Qualità della vita a Nuoro

Nuoro è la provincia sarda che vanta la migliore qualità della vita. È quanto emerge dall’indagine condotta per il diciannovesimo anno consecutivo dal quotidiano economico ItaliaOggi che riassume in un punteggio finale, nove dimensioni d’analisi (affari e lavoro, ambiente, criminalità, disagio sociale e personale, popolazione, servizi finanziari e scolastici, sistema salute, tempo libero e tenore di vita), 21 sotto-dimensioni e 84 indicatori di base (oltre il doppio di quelli considerati in altre ricerche).

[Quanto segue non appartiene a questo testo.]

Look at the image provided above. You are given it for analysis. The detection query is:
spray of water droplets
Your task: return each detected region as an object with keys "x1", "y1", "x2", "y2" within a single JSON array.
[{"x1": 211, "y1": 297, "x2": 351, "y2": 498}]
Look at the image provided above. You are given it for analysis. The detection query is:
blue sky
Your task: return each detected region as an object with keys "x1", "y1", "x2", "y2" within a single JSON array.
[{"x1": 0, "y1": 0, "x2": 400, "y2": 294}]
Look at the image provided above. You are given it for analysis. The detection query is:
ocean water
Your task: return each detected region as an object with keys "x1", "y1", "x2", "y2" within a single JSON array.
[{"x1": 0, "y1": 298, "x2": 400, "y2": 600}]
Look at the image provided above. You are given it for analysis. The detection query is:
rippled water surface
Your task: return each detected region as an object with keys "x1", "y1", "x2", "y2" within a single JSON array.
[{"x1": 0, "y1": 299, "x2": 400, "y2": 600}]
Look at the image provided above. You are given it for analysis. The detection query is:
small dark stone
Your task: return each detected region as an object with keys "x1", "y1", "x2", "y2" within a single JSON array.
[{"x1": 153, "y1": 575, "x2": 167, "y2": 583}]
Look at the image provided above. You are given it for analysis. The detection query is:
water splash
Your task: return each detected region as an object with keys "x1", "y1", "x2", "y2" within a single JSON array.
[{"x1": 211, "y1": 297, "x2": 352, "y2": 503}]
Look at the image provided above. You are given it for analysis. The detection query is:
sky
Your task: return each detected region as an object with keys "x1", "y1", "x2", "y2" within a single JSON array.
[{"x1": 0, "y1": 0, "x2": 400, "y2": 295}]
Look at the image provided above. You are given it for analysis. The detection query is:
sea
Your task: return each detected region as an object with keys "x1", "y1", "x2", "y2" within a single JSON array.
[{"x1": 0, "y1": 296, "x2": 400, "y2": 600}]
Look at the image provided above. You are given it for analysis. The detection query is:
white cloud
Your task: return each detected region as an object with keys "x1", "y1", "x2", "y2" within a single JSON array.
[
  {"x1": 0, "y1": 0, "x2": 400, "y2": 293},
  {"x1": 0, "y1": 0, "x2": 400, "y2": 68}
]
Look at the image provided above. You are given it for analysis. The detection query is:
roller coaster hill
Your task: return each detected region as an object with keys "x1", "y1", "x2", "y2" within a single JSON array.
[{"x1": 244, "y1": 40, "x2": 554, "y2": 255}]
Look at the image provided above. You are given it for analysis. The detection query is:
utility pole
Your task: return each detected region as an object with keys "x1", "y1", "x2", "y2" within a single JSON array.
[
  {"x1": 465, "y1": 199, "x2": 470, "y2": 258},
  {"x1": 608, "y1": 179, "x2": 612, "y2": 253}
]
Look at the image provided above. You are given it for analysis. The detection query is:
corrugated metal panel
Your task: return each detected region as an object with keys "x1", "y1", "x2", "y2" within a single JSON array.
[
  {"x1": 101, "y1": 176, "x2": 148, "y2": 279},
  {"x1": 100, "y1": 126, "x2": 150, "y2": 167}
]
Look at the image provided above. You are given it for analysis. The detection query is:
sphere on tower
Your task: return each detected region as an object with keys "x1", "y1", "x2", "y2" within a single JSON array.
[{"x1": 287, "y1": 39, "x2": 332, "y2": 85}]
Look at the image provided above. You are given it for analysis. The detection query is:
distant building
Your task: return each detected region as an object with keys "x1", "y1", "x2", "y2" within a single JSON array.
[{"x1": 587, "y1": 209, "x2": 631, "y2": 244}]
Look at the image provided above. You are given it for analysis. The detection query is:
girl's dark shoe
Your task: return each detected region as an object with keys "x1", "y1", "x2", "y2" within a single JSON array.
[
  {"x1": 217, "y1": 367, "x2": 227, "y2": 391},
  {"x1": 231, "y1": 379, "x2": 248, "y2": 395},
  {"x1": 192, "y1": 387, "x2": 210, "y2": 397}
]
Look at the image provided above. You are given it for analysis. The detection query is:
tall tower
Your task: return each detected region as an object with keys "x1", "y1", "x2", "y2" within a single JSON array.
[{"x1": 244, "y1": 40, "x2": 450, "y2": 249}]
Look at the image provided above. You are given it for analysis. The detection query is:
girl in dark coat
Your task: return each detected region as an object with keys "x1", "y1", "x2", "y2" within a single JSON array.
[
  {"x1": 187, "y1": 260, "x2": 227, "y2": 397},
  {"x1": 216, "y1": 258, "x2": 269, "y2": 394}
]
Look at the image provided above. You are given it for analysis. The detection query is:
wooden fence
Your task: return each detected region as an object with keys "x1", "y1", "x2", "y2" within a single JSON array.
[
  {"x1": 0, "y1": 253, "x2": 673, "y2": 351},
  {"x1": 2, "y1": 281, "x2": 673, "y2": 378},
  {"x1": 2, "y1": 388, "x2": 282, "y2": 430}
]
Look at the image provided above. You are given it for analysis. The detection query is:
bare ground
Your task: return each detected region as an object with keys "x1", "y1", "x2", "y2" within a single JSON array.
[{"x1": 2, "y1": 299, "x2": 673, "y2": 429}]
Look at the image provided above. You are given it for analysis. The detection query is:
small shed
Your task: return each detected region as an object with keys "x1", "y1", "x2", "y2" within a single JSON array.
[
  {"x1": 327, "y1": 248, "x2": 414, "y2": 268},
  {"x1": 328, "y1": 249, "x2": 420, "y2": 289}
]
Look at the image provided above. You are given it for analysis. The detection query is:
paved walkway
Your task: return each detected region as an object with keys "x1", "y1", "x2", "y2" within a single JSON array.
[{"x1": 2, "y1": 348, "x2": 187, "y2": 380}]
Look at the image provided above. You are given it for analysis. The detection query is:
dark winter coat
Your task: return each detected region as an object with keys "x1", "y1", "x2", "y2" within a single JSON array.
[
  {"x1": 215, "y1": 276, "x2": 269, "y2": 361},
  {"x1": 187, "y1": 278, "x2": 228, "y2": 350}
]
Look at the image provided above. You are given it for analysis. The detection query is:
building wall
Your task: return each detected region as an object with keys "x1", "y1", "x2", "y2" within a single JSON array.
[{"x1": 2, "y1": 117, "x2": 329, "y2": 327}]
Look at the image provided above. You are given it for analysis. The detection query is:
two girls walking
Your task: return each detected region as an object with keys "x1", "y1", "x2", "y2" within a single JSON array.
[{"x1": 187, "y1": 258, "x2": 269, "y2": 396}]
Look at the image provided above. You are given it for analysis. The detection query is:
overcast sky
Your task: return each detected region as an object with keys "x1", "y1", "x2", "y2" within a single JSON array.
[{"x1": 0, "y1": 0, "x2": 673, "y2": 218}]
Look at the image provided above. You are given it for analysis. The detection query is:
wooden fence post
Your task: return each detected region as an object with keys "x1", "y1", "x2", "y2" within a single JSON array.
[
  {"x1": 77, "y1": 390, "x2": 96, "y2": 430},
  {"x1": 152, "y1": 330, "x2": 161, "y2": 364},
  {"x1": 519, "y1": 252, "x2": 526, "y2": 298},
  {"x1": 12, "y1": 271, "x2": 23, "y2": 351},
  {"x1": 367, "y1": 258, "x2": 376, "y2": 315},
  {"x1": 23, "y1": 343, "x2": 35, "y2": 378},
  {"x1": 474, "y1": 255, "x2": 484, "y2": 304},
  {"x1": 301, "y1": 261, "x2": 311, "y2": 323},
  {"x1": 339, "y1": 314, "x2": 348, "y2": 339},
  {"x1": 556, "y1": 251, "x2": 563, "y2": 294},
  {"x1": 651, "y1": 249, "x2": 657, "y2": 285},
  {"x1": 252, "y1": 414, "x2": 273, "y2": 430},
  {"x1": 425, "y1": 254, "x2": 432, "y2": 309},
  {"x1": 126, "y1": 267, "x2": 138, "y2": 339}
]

Il capoluogo barbaricino conquista il primato isolano dopo un testa a testa con l’Ogliastra che risultava in testa l’anno scorso. Nuoro si piazza, infatti, con 543,49 punti al 47° posto sulle 110 province italiane, superando gli ogliastrini (540,37) e scalando ben 11 posizioni rispetto al 2016 che la vedevano al 58° posto (57^ l’Ogliastra). Il capoluogo barbaricino si attesta a metà classifica con la 47^ posizione, precedendo l’Ogliastra (48^). Leggero il miglioramento per Olbia-Tempio dal 54° al 52° posto, mentre Sassari precipita dal 65° al 79° posto, perde venti posizioni Oristano (91°), Cagliari è 94^ (86^ nel 2016), Carbonia-Iglesias, 99^, scala una posizione, infine il Medio Campidano scendendo di otto gradini con la sua 109^ posizione, è la provincia sarda dove si vive peggio con un punteggio di 7,14, è addirittura penultima nella classifica nazionale preceduta da Napoli (11,49) e seguita solo da Trapani. Secondo le aree di tendenza la qualità della vita è ritenuta accettabile nelle province di Nuoro, Ogliastra e Olbia-Tempio; mentre accomunati con il 58 per cento degli italiani sono Sassari, indice scarso, e Cagliari, Oristano, Medio Campidano, Carbonia-Iglesias che risultano insufficienti. Nell’indagine annuale di “ItaliaOggi” coordinata da Alessandro Polli del Dipartimento di Scienze sociali ed economiche dell’Università La Sapienza di Roma, in Italia la città che vanta la migliore qualità della vita è Bolzano capace di raggiungere i mille punti (quasi il doppio di Nuoro) e scambiare l’ottava posizione con Mantova, prima lo scorso, mentre confermano rispettivamente il secondo e il terzo posto Trento e Belluno.